Los Angeles, PANRITA.News – Suasana panas melanda Los Angeles saat ribuan demonstran turun ke jalan, menyuarakan penolakan terhadap razia imigrasi yang digalakkan Presiden Donald Trump. Aksi massa yang meledak pada 6 Juni ini menjadikan kota penuh ketegangan dan ketidakpastian.
Razia imigrasi yang menyasar para imigran tak berdokumen di tempat kerja menjadi pemicu utama amarah publik. Sebagai respons, Trump mengerahkan sekitar 2.000 personel Garda Nasional untuk mengendalikan situasi, langkah yang langsung menuai kecaman.
Demonstrasi paling besar terjadi di kawasan Paramount dan pusat kota Los Angeles. Suasana memanas ketika para demonstran bentrok dengan aparat federal, termasuk petugas Imigrasi dan Bea Cukai (ICE). Gas air mata, peluru karet, dan granat kejut mewarnai upaya aparat membubarkan massa.

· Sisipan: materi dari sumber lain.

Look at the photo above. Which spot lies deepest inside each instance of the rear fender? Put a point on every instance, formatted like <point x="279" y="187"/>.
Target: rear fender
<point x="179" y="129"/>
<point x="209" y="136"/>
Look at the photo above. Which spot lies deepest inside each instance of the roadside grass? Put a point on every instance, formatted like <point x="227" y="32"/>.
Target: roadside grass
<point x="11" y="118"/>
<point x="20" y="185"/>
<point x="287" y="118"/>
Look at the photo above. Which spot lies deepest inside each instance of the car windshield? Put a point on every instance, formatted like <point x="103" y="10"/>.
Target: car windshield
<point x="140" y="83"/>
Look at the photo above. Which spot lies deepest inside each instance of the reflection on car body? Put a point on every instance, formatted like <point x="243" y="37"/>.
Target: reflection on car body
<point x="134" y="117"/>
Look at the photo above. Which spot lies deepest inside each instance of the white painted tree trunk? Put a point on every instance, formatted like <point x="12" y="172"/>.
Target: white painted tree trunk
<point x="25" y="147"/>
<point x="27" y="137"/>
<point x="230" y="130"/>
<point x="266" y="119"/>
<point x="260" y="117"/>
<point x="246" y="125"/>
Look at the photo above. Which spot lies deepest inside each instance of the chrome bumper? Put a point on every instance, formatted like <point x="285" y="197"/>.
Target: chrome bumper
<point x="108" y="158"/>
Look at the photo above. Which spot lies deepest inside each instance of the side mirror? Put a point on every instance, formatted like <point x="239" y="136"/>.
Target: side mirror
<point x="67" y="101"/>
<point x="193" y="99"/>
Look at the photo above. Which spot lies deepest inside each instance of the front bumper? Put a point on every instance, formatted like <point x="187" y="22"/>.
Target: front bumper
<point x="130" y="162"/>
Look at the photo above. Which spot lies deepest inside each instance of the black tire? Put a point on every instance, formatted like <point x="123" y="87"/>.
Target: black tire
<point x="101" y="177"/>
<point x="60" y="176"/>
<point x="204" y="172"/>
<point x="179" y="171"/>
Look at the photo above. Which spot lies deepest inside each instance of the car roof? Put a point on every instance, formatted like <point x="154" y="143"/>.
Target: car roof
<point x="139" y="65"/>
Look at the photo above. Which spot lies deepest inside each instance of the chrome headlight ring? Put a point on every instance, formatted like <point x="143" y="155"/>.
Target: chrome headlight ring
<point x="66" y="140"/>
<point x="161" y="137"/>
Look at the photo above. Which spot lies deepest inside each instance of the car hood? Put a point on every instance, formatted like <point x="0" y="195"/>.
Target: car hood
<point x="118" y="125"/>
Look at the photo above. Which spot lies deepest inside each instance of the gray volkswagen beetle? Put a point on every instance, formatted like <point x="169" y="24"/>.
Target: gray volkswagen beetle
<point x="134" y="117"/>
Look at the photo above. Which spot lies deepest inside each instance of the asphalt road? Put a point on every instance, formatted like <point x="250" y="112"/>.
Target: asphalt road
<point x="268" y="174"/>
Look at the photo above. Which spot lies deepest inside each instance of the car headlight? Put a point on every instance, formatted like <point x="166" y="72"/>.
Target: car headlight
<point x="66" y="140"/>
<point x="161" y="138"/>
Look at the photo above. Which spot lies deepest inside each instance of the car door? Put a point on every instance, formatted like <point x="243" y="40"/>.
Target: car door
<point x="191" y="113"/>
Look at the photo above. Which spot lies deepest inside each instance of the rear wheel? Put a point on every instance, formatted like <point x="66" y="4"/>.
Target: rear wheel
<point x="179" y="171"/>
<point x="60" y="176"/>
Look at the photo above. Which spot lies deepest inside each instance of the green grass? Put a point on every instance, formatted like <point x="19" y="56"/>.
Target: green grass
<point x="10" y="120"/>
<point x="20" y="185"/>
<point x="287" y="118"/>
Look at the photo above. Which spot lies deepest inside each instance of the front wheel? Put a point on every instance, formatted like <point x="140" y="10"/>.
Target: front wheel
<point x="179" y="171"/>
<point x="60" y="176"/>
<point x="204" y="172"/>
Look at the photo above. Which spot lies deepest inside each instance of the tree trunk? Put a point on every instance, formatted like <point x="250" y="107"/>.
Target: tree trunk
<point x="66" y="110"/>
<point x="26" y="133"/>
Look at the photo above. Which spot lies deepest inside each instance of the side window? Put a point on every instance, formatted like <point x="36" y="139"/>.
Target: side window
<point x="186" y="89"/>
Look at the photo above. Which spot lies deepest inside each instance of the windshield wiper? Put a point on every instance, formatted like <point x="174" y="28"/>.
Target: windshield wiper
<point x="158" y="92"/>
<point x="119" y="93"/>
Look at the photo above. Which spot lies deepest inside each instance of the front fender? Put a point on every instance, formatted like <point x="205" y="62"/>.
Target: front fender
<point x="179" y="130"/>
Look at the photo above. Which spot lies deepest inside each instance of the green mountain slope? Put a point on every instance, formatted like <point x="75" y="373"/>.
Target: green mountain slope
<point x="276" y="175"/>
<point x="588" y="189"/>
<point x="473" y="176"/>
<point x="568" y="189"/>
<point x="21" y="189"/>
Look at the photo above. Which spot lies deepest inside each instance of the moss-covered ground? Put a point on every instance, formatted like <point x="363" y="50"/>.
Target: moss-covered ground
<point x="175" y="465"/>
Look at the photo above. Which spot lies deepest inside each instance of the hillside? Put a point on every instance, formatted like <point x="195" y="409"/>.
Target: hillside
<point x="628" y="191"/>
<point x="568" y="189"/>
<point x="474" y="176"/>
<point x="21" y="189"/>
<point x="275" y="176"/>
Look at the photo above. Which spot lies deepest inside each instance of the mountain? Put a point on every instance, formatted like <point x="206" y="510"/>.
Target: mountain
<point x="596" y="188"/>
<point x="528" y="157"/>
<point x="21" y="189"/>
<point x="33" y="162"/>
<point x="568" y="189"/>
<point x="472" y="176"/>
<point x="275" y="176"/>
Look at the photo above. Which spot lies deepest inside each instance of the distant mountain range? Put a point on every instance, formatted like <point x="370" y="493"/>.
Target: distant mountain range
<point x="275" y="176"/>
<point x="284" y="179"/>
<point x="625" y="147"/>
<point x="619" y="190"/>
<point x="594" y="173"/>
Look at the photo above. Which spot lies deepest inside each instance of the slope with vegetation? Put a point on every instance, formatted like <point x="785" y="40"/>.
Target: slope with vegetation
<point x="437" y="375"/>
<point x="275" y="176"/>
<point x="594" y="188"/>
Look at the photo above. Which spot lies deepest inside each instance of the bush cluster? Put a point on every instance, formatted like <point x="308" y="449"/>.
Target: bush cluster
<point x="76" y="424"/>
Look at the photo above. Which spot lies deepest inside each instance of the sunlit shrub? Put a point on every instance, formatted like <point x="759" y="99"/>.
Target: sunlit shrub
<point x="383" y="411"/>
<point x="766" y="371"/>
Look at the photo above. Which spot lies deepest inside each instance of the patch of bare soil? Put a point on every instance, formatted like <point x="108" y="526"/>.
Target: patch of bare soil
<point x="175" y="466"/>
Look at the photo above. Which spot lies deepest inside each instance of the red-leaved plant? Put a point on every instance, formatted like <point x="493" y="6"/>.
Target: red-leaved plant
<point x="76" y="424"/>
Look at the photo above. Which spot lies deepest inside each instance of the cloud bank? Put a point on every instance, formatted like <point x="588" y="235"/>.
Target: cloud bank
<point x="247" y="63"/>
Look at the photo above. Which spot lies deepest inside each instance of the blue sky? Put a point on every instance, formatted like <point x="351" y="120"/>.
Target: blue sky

Namun yang paling mengundang kontroversi adalah keputusan Trump untuk mengerahkan pasukan tanpa restu Gubernur California, Gavin Newsom.
Ini menjadi kali pertama sejak tahun 1965 seorang presiden mengambil alih kendali Garda Nasional negara bagian tanpa persetujuan gubernur, sebuah tindakan yang dianggap berani sekaligus memecah belah.
Reaksi keras datang dari pejabat setempat. Gubernur Newsom menuding Trump sengaja memprovokasi konflik, sementara Wali Kota Los Angeles Karen Bass menyebut kehadiran militer justru memperburuk ketegangan.
Gelombang protes ini tak sekadar menolak razia imigrasi, tetapi juga menyuarakan solidaritas untuk komunitas imigran yang hidup dalam bayang-bayang deportasi. Bagi banyak warga, ini adalah pertarungan untuk nilai-nilai kemanusiaan.
Langkah Trump dinilai mencerminkan pendekatan garis keras yang terus menuai perdebatan tajam, baik di tingkat lokal maupun nasional.